Wednesday, July 17, 2013

Liar, Liar Won't Avoid a Fire

When I heard "everybody lies" I used to think, "not me" ...not unless I mistakenly believed what I was saying was the truth.  Then, I ran into a situation where the truth was too much for the person involved.  I caved.  I lied. You could say I was afraid to tell them the truth, and you'd be right.  I wasn't afraid for my reputation.  This person would have not believed the truth, possibly attacked my physically or had an anger-related accident.  This person couldn't handle the truth, even while intimating they wanted to hear it.

I'm fascinated at why people lie, simply because I find it so hard to do.  Some people do it to avoid conflict.  Some people do it out of fear.  Some people are so good at it they do it for sport.

In the workplace, lying is far more common place than we'd like to admit.  Most lies are told by us to ourselves.  Whoever said the road to hell is paved with good intentions could also say the mortar is made of unmet commitments.  Padded timelines, promised deliveries, committing resources we don't control.  We say it's better to under promise and over deliver, but sometimes telling the truth means not promising anything.

Lying to avoid conflict happens a lot in personal relationships.  You were waiting for the right time to tell the truth, but the wrong time was forced on you and well, you agreed to something you don't really agree with.  This happened to me a lot when I was younger; I hope it is happening less now.  It happened because true or not, I was perceived as someone who would not handle the truth without a robust discussion.  It was easier for the person to say they agreed even if they didn't.

When we don't make it "safe" for someone to tell the truth, we are hurting ourselves too.  We will think we have alignment when we don't.
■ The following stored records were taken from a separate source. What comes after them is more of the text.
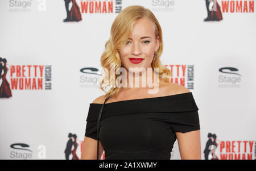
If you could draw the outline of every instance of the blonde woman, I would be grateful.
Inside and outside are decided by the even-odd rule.
[[[176,139],[181,159],[201,159],[199,109],[191,92],[170,82],[171,71],[160,61],[162,32],[154,15],[141,6],[123,9],[105,48],[101,62],[108,72],[101,85],[111,88],[101,86],[105,94],[90,103],[81,159],[100,159],[104,151],[105,159],[170,160]],[[111,65],[115,71],[124,68],[126,80],[115,81],[122,73],[110,76]],[[158,83],[156,91],[150,91],[152,84],[143,86],[145,78]],[[139,80],[139,86],[129,86],[132,79]]]

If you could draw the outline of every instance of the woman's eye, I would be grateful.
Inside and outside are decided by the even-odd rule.
[[[148,42],[148,43],[147,43],[147,44],[150,42],[150,41],[148,41],[148,40],[145,40],[145,41],[143,41],[143,42],[145,42],[145,41],[146,41],[146,42]]]
[[[126,44],[127,44],[128,43],[129,43],[129,42],[130,42],[130,41],[127,41],[127,42],[126,42]],[[149,43],[150,42],[150,41],[148,41],[148,40],[145,40],[145,41],[143,41],[143,43],[144,43],[144,42],[146,42],[146,44],[148,44],[148,43]]]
A number of subversive activities may occur that we know nothing about, all because we thought we had buy-in, agreement and support when really they just wanted us to get out of their face at the time.  It would be less painful to know this if it didn't happen with people we really care about, but this is when it happens most.

I can't make it safe for people to tell me the truth unless they know it is safe to fail in front of me.  Sometimes the most trust is created when the person falls down in front of me, and I pick them up and dust them off and say, "let's try again."  I've just made it safe for them to be real, because I didn't make them feel bad for failing.  They are more likely to tell me the truth now.  We are more likely to avoid a fire.